Research, particularly done by Stefan Thomke at Harvard Business School, found many examples of companies with poor track records when introducing new business ideas:

  • Microsoft said that only about one-third of their new business ideas produce a positive impact.
  • Google said that only about 4 percent of their ideas resulted in positive impact.
  • Booking.com had success only about 10 percent of the time.

Identifying good ideas from bad ones early on is very difficult. The Stitch Fix authors wrote that “the problem is that many businesses behave as complex systems which cannot be understood by studying its components in isolation. Customers, competitors, partners, market force—each can adjust in response to the intervention in ways that are not observable from simple models of the components.”

A first step in improving odds of getting a winning business idea is to set up metrics that can measure the performance before and after the business idea is applied.
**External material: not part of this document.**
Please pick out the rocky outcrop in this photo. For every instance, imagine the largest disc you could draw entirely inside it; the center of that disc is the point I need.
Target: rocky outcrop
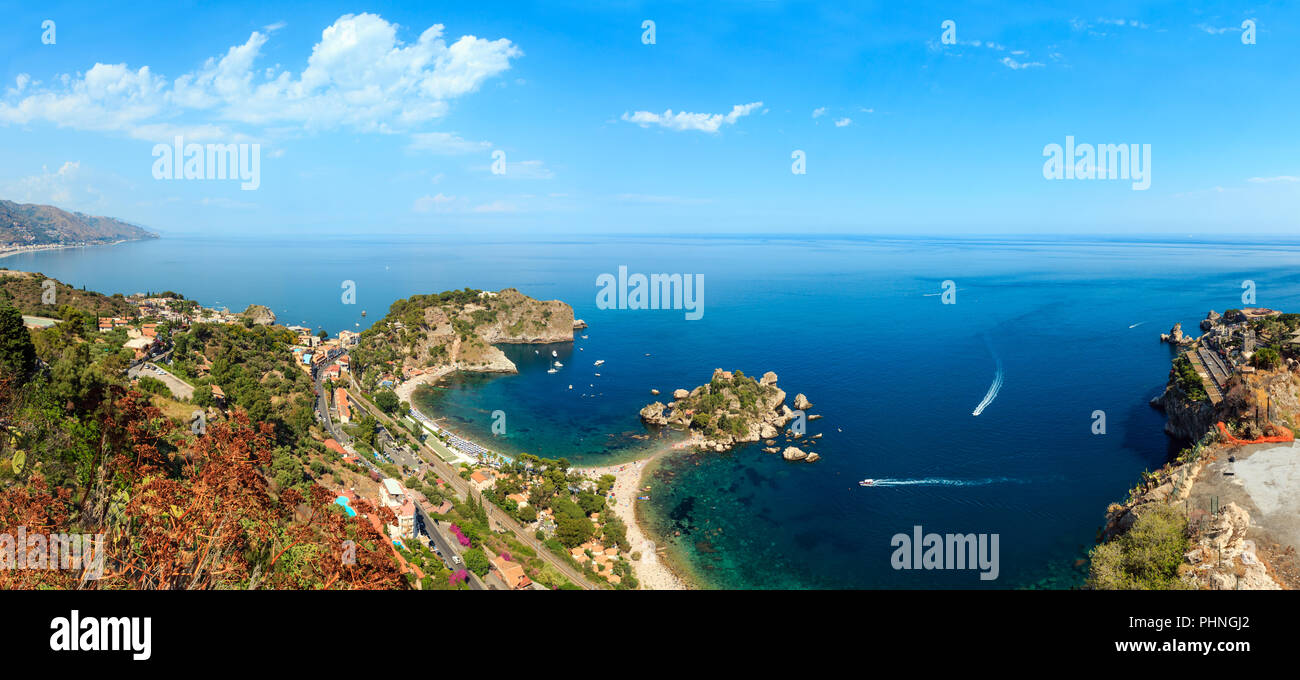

That seems simple enough, but it turns out that many businesses never make an attempt to do it. Without metrics it’s hard to judge what the effect of the idea actually was.

How to be more successful with business ideas? The solution proposed by Thomke focuses on frequent experimentation. Try rolling out the idea to only a small subset of all customers. If the inital test proves successful, expand its reach, otherwise tweek the idea still on a small scale to improve results, or simply kill the idea and move on to something else. Thomke also suggests running lots of small limited rollouts to test many different ideas.

Thomke wrote that “the lesson is not merely that business experimentation can lead to better ways of doing things. It can also give companies the confidence to overturn wrongheaded conventional wisdom and the faulty business intuition that even seasoned executives can display. And smarter decision making ultimately leads to improved performance.”